Juan Miguel Elorde (born 25 October 1986) is a Filipino boxer. He is the reigning WBO Asia Pacific super bantamweight champion and goes undefeated since he won the championship title in 2015. He is currently ranked no. 4 WBO Super Bantamweight division. He is managed and promoted by his father Johnny Elorde. Currently trained by Toto Laurente of Palompon City, Leyte.

Early years

Mig is the son of Johnny Elorde and grandson of late boxer Gabriel Elorde. He finished a Bachelor of Science degree in Hotel, Restaurant and Institution Management major in Culinary Arts at the De La Salle–College of Saint Benilde in 2008.

His brother Juan Martin Elorde is also a boxer and his other brother Nico Elorde is a professional basketball player in the Philippines playing in the PBA.

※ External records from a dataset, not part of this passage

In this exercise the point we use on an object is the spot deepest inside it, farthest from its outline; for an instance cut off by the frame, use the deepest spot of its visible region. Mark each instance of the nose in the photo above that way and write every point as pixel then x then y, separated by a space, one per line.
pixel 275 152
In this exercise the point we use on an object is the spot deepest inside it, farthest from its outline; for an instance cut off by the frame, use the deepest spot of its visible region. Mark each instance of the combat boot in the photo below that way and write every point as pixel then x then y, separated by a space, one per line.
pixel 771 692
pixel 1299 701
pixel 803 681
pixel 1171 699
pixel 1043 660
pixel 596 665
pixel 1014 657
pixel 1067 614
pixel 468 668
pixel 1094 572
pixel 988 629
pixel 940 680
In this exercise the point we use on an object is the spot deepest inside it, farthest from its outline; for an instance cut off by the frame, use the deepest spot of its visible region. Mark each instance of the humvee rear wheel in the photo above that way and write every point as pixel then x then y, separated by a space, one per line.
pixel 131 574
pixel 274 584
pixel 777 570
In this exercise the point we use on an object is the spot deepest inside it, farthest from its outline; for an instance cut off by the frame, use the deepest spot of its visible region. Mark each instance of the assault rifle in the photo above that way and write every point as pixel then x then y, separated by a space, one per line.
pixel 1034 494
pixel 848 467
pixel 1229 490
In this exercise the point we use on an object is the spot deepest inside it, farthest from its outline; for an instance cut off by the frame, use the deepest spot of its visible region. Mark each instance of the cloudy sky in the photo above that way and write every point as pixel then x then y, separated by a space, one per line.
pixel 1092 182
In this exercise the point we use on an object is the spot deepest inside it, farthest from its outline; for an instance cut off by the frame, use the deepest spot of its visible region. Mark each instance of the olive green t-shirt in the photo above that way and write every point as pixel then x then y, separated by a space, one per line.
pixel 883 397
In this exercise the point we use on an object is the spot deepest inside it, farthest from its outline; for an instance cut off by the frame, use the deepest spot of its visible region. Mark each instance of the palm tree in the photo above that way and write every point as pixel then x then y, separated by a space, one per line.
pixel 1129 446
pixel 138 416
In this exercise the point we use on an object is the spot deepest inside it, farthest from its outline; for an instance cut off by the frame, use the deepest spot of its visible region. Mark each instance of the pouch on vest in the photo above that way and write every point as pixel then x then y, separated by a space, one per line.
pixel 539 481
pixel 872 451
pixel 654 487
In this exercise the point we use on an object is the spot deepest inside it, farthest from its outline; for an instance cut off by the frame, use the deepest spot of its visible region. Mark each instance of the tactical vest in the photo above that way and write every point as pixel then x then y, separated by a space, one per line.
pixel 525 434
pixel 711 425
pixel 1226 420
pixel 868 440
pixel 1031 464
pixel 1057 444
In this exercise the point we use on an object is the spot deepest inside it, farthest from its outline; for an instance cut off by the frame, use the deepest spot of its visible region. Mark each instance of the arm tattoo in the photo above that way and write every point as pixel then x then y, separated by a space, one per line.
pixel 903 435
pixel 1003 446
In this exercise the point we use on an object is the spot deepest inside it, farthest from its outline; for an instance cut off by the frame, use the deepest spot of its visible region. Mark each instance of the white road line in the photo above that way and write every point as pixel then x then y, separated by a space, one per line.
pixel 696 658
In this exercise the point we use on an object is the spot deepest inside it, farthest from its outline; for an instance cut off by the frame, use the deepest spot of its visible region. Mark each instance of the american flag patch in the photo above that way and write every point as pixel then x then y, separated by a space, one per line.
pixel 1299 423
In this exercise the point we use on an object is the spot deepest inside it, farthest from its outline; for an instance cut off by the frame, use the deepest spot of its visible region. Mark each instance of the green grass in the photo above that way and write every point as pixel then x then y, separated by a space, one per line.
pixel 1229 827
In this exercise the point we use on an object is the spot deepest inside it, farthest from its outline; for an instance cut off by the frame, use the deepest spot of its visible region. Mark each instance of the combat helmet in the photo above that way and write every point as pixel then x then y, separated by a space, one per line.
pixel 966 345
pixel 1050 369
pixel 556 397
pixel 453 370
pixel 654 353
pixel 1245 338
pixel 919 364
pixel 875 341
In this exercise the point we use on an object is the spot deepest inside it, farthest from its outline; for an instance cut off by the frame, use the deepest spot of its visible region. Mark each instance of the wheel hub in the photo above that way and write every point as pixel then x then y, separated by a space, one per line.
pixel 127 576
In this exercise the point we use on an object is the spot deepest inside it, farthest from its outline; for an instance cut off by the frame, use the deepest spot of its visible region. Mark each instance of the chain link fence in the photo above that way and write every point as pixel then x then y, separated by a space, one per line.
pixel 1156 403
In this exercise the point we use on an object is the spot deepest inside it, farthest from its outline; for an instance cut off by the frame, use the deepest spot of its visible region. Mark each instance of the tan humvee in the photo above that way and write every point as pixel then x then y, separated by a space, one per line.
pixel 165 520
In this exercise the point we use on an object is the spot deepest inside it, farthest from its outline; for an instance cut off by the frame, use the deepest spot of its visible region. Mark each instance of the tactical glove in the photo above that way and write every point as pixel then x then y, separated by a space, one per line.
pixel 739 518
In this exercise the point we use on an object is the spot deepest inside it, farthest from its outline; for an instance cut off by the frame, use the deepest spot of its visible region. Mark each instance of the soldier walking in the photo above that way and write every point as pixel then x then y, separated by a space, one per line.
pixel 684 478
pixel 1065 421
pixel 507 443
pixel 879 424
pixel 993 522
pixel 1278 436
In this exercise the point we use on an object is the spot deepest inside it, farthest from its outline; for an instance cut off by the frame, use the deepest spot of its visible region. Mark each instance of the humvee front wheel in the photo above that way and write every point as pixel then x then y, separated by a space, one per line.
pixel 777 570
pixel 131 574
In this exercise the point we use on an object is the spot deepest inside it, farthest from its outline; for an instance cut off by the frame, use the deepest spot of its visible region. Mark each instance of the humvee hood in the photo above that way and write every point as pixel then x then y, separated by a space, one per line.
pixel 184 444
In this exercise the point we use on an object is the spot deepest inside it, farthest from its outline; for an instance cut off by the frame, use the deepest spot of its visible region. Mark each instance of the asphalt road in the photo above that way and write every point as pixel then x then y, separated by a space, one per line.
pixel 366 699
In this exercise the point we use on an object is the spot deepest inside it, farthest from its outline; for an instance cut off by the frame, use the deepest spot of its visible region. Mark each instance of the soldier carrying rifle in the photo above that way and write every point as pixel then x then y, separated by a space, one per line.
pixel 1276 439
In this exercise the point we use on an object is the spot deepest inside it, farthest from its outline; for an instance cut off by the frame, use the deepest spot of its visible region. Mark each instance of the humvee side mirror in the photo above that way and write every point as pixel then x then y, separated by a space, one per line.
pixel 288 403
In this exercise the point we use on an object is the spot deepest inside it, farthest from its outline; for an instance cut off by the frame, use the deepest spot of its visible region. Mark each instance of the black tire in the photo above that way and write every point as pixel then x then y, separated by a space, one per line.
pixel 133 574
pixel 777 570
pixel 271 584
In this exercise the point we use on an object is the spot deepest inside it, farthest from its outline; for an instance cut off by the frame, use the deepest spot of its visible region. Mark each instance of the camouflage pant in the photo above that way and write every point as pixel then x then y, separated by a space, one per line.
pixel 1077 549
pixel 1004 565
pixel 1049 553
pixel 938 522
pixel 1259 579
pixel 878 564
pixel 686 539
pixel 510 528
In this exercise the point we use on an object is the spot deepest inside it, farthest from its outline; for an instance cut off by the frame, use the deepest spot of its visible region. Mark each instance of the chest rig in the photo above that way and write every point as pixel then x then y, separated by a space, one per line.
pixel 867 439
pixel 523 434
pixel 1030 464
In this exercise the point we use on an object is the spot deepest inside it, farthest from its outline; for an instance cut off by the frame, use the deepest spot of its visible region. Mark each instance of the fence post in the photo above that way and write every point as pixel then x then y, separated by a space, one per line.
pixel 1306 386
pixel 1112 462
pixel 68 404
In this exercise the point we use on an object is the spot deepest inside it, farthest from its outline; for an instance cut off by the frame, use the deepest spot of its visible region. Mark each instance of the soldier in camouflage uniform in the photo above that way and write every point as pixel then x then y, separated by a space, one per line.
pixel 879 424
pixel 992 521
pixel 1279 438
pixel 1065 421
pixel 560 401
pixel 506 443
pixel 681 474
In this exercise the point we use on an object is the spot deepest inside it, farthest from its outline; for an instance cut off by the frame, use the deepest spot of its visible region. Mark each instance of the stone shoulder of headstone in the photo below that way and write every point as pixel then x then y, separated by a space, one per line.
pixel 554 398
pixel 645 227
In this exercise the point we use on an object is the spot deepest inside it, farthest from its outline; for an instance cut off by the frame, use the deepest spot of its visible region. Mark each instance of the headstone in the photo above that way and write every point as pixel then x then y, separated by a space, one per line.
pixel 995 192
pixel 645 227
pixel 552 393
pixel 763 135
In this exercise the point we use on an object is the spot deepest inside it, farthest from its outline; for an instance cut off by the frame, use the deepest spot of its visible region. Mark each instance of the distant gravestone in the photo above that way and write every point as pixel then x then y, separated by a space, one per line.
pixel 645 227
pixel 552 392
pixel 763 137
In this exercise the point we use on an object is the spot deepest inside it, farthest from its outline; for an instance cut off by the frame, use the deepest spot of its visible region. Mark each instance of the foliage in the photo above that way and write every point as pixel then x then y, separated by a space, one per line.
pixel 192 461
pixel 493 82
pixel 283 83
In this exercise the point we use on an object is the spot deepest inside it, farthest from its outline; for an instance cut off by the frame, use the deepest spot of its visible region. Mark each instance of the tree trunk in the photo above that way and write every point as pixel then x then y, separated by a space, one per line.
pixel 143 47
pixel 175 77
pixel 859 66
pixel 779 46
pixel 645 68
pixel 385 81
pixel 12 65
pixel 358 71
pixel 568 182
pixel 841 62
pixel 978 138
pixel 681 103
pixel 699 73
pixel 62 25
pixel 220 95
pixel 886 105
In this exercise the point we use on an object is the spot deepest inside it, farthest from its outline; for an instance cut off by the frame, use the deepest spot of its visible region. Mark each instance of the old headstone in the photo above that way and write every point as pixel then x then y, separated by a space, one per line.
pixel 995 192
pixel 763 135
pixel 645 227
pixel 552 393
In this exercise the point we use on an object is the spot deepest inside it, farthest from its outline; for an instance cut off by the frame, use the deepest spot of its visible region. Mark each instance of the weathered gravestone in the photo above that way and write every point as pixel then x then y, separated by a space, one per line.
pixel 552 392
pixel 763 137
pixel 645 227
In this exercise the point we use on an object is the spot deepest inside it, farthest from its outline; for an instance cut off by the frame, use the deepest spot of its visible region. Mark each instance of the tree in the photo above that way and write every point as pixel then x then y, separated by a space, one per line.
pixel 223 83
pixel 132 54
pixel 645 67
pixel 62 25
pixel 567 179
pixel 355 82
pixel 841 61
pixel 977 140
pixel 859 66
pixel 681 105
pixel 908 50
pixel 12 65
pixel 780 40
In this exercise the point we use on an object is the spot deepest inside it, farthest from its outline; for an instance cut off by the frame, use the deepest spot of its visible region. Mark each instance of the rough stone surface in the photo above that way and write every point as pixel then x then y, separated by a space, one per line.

Mig and his brothers were introduced to boxing by his father as a way to induce discipline. He started fighting in amateur boxing at age 14. He turned professional boxer after he finished his college studies.

Notable fights

Juan Miguel Elorde vs Tabthong Tor Buamas
Mig defeated former Thailand flyweight champion Tabthong Tor Buamas via unanimous decision to win the  WBO Asia Pacific super bantamweight title. He outpointed the Thai in all rounds with his speed and combination shots to the Thai's body.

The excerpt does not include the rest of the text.